Dalam konferensi pers di Posko Nasional Angkutan Lebaran, Jakarta, Senin (30/3/2026) pukul 19.00 WIB, Menhub mengakui bahwa kepadatan lalu lintas tahun ini melampaui prediksi awal pemerintah.
Permohonan Maaf dan Evaluasi
Menhub menyatakan, lonjakan kendaraan yang tidak terkendali membuat skema rekayasa lalu lintas yang telah disiapkan belum mampu mengurai kepadatan secara optimal.
“Kami memohon maaf sebesar-besarnya kepada seluruh pemudik. Ini menjadi evaluasi serius bagi kami, baik untuk sisa arus mudik maupun arus balik,” ujarnya.
Lonjakan Kendaraan Jadi Pemicu Utama
Berdasarkan data Kementerian Perhubungan, volume kendaraan pribadi meningkat sekitar 15 persen dibandingkan tahun sebelumnya. Lonjakan ini terjadi dalam waktu yang hampir bersamaan, terutama pada jam-jam favorit keberangkatan.
Kondisi ini memperparah kepadatan di sejumlah titik krusial di sepanjang Tol Trans Jawa.
Bottle Neck di Gerbang Tol dan Rest Area
Selain volume kendaraan, faktor lain yang memperparah kemacetan adalah titik penyempitan atau bottle neck, khususnya di Gerbang tol, Akses keluar-masuk rest area, Arus kendaraan yang melambat di titik-titik ini memicu antrean panjang yang bisa mencapai puluhan kilometer.

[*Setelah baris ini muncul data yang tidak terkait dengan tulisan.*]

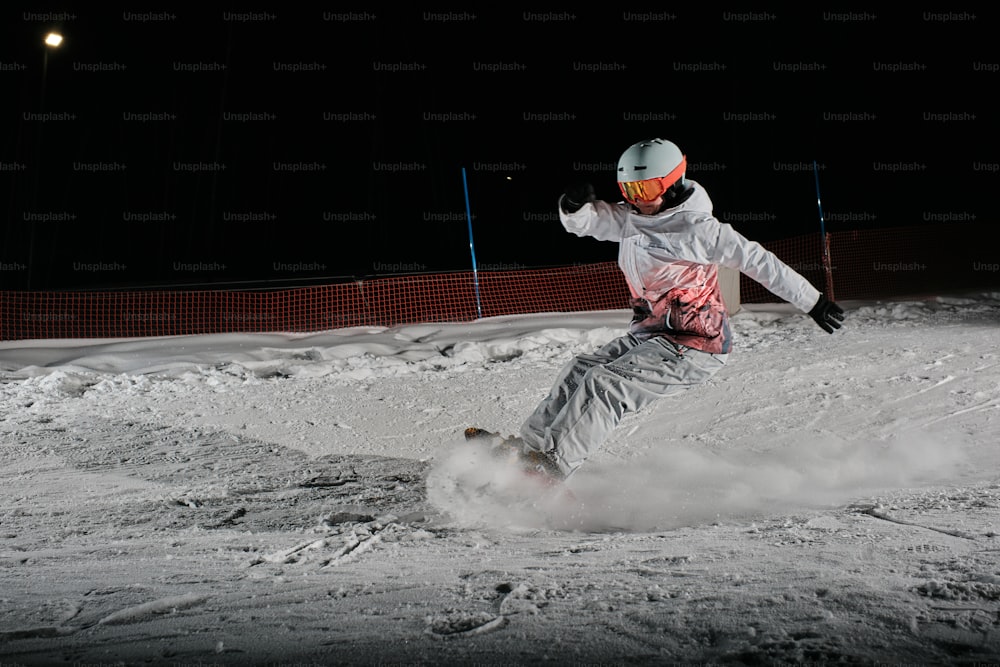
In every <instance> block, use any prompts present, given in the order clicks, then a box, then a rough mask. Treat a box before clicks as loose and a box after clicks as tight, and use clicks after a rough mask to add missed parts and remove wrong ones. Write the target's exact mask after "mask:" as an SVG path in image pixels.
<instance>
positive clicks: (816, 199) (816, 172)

Masalah Rest Area dan Disiplin Pengendara
Menhub juga menyoroti keterbatasan kapasitas rest area. Banyak pengendara yang berhenti di bahu jalan karena rest area penuh, Hal ini berdampak serius yaitu Mengurangi lebar efektif jalan tol, Meningkatkan risiko kecelakaan, Memicu kemacetan berantai.
“Disiplin pengguna jalan sangat menentukan. Berhenti di bahu jalan bukan hanya berbahaya, tapi juga memperparah kemacetan,” tegasnya.
Strategi Antisipasi Arus Balik
Untuk menghindari kejadian serupa saat arus balik Lebaran, pemerintah melalui Kementerian Perhubungan Republik Indonesia bersama Korlantas Polri akan:
- Memperketat sistem one way dan contraflow
- Menerapkan skema lalu lintas yang lebih fleksibel dan dinamis
- Menambah rest area fungsional di titik strategis
- Mengoptimalkan pemantauan lalu lintas secara real-time
Menhub mengimbau masyarakat untuk Menghindari jam-jam puncak perjalanan, Memanfaatkan aplikasi navigasi untuk memantau kondisi lalu lintas, Tidak berhenti di bahu jalan, Langkah ini diharapkan dapat mengurangi risiko kemacetan ekstrem saat arus balik, tutup nya.